Maybe in the future it’ll become easier to train LLMs on a rolling basis, and it’ll be possible to query different vintages of the model, but to my knowledge this isn’t something that is possible today. But maybe it’s ok that LLMs are not suitable for every problem we might attempt to throw at them and in particular that they don’t know everything. Furthermore, for example, we already know how to do multiplication, and for time series, we already have a way of avoiding information leakage.

Another point about LLMs is that many problems will require more than text to solve. After all, if we think of a human interacts with the world, it is not purely about reading text. In our case of forecasting inflation, again whilst text is input, so are many other types of variables whether it’s macroeconomic data, market data, other sorts of alternative data etc. Desmond Elliott’s module on multimodal learning was particularly enlightening on this point of using multiple types of data in problems. He showed how to use both images and text together to learn how to label images. He also noted that for many languages other than English, there wasn’t as much data to train LLMs.

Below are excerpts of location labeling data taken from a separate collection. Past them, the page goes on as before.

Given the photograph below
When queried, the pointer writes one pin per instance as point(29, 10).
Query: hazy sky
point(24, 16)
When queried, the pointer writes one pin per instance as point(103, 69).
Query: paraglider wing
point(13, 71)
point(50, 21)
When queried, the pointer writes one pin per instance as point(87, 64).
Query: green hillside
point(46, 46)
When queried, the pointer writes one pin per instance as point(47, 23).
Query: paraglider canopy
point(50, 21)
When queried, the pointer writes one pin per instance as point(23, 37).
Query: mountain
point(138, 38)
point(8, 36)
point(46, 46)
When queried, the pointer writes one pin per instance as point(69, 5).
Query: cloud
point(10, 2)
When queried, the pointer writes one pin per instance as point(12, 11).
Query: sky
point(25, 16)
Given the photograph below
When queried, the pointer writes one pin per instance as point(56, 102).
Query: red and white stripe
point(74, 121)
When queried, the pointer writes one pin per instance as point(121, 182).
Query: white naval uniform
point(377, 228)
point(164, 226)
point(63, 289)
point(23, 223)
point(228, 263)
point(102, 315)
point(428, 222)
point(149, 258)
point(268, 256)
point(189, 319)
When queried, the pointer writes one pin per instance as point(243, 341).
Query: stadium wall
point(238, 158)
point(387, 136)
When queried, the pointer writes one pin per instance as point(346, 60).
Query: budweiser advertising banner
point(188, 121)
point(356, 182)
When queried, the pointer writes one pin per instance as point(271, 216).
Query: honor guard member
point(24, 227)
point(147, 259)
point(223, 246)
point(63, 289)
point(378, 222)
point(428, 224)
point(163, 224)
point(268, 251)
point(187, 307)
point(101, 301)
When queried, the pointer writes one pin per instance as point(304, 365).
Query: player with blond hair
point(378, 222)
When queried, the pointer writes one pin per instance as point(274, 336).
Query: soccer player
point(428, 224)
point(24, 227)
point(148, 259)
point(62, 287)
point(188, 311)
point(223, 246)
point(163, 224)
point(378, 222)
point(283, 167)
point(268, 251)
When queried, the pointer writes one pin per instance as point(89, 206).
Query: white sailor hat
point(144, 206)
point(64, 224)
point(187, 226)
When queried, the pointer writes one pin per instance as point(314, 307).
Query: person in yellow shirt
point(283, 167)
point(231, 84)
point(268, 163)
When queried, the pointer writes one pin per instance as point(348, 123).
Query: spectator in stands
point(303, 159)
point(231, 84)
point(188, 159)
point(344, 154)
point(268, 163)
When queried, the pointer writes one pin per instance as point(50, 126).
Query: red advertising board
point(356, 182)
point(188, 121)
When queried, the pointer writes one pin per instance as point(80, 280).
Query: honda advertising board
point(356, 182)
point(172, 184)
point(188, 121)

Moreover, the point about the scale of LLMs came up many times during the course, with Sara Hooker’s talk specifically covering this point, comparing a number of these models. The costs of training these models has ballooned and the amount of data they ingest is huge. The models are so large they cost a lot to run, and some like ChatGPT are also proprietary, although there are now open source alternatives emerging such as Meta’s LLaMA models. There is also a limit of how much data there is actually on the web for them to ingest. A lot of data is also proprietary and is not freely available online, so wouldn’t ever be used for training such a model. What we have observed in our case of forecasting inflation at Turnleaf Analytics, is that being able to curate a dataset for relevant input features is a crucial part of the process, often gathered from many sources.

 

Pre 2022 web was different pre generative AI
Furthermore, as Desmond Elliott pointed out, the pre-2022 web is likely to be very different to the era of the web after that. With LLMs creating text and Stable Diffusion rendering images, there is a potential for a mass of machine created we. content. Indeed, you can imagine a scenario where the web becomes less a place for humans to post, but more for machines to output text and images. How will this impact how LLMs are trained, if most of their training set is made up of machine generated material?

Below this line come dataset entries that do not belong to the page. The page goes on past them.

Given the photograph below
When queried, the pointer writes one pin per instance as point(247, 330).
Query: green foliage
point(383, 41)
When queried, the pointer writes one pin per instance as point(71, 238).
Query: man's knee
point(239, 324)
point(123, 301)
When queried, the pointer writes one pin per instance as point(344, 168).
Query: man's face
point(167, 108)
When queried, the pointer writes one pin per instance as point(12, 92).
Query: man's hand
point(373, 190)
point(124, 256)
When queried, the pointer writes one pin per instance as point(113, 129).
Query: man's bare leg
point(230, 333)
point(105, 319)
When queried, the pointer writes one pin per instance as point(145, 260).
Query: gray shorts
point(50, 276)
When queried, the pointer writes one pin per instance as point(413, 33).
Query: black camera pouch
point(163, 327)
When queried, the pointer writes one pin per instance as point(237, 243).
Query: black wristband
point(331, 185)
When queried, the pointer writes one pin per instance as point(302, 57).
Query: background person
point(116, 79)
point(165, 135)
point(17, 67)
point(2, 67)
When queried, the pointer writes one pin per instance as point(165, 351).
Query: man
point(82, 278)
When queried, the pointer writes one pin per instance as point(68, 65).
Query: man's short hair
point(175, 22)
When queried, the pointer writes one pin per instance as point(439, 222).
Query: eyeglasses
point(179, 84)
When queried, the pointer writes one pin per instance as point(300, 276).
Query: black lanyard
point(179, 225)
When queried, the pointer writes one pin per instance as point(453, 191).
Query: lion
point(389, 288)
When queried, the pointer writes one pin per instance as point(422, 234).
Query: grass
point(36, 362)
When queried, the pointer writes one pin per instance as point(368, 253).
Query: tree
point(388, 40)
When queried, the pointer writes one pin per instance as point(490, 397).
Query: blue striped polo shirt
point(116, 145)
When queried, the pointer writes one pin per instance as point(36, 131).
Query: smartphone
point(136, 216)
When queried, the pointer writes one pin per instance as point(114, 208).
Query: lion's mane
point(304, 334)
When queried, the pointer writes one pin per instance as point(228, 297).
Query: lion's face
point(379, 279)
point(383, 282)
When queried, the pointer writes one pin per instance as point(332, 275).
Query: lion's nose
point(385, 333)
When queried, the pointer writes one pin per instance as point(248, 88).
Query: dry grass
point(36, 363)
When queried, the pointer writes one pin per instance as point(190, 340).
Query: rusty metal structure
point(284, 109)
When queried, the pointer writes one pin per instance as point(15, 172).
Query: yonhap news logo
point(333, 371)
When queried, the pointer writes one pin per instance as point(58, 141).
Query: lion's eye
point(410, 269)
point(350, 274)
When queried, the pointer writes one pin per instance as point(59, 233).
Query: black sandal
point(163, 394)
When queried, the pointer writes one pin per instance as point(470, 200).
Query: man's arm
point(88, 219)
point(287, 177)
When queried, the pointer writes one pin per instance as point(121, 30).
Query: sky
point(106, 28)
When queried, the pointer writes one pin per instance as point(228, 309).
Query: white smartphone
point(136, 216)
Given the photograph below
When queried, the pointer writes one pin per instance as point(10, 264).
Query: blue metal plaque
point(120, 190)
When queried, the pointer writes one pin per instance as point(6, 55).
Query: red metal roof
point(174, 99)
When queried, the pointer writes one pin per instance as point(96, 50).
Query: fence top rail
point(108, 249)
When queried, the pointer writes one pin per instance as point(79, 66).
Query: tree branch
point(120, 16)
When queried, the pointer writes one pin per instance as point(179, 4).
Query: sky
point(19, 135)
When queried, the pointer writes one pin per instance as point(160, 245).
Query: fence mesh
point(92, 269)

Another point made about LLMs is the difficulty to understand sources in any reply they give. Andrew Lampinen from Google DeepMind, discussed trying to find causality in language models. He noted for example that Google Bard is beginning to attribute sources in its responses.

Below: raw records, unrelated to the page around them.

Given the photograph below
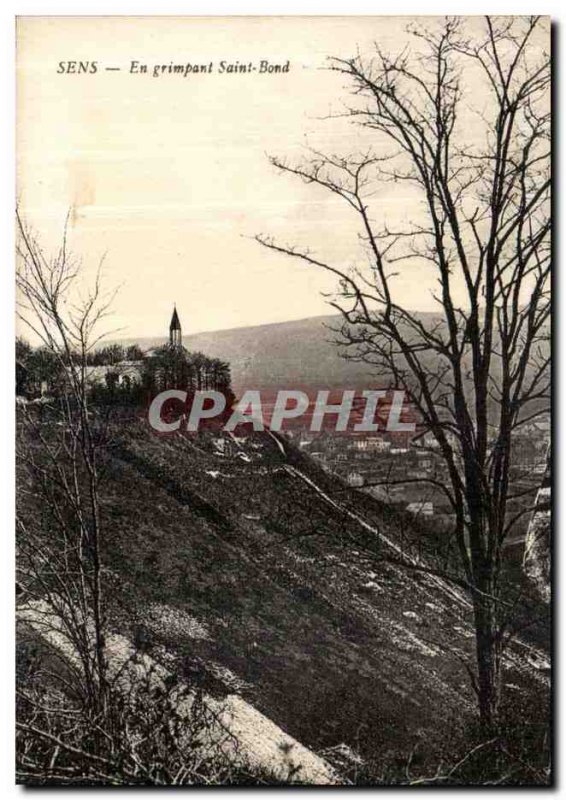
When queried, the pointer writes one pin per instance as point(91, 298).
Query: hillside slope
point(296, 602)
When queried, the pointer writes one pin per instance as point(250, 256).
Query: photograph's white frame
point(12, 8)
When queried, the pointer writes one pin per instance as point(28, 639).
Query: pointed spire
point(175, 324)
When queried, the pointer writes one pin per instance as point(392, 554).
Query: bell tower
point(175, 332)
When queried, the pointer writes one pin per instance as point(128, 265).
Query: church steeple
point(175, 332)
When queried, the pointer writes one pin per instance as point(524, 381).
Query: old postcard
point(283, 401)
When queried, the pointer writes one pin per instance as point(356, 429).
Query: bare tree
point(480, 370)
point(59, 528)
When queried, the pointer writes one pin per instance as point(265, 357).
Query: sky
point(167, 177)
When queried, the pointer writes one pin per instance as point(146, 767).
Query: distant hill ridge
point(281, 354)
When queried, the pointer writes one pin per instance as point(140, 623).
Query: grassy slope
point(334, 645)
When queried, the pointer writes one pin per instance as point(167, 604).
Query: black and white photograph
point(283, 390)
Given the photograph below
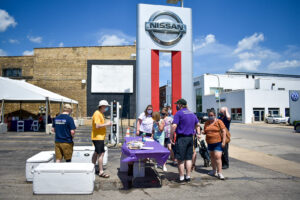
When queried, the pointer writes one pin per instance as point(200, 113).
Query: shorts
point(167, 141)
point(63, 150)
point(147, 134)
point(184, 147)
point(215, 147)
point(99, 146)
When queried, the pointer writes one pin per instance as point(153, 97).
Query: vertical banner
point(155, 79)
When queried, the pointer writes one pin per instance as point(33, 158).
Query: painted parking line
point(266, 161)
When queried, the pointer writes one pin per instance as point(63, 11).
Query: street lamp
point(218, 89)
point(175, 2)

Perhaps the future will revert SLMs (small language models!), which are simpler and can run easily on any device like a mobile phone. Of course, all this is just conjecture, but it seems unlikely that LLMs will be the last technology in this area, and indeed LLMs have certainly not solved everything! There will be something after them! Most important is not so much the technology, but how we as a society manage (and regulate) these models. They have a potential to impact our society in many ways, most of which I suspect we haven’t even considered.

 

What’s the best thing about LxMLS?
What was the best thing about LxMLS? It was meeting all the other folks and making friends with many of them at the event. It was very interesting to chat with other attendees about their research areas, which spanned across many different NLP areas.

If you get an opportunity to do a course on ML, I’d definitely recommend it. They can help solidify existing knowledge and also teach you about new areas. They are also great ways to network and learn about what others are doing in this exciting space. Hopefully, I’ll be back at LxMSS in the future on the other side, maybe as a monitor, let’s see! I never managed to have a burger during my week at LxMLS, so that is reason enough to return to Lisbon!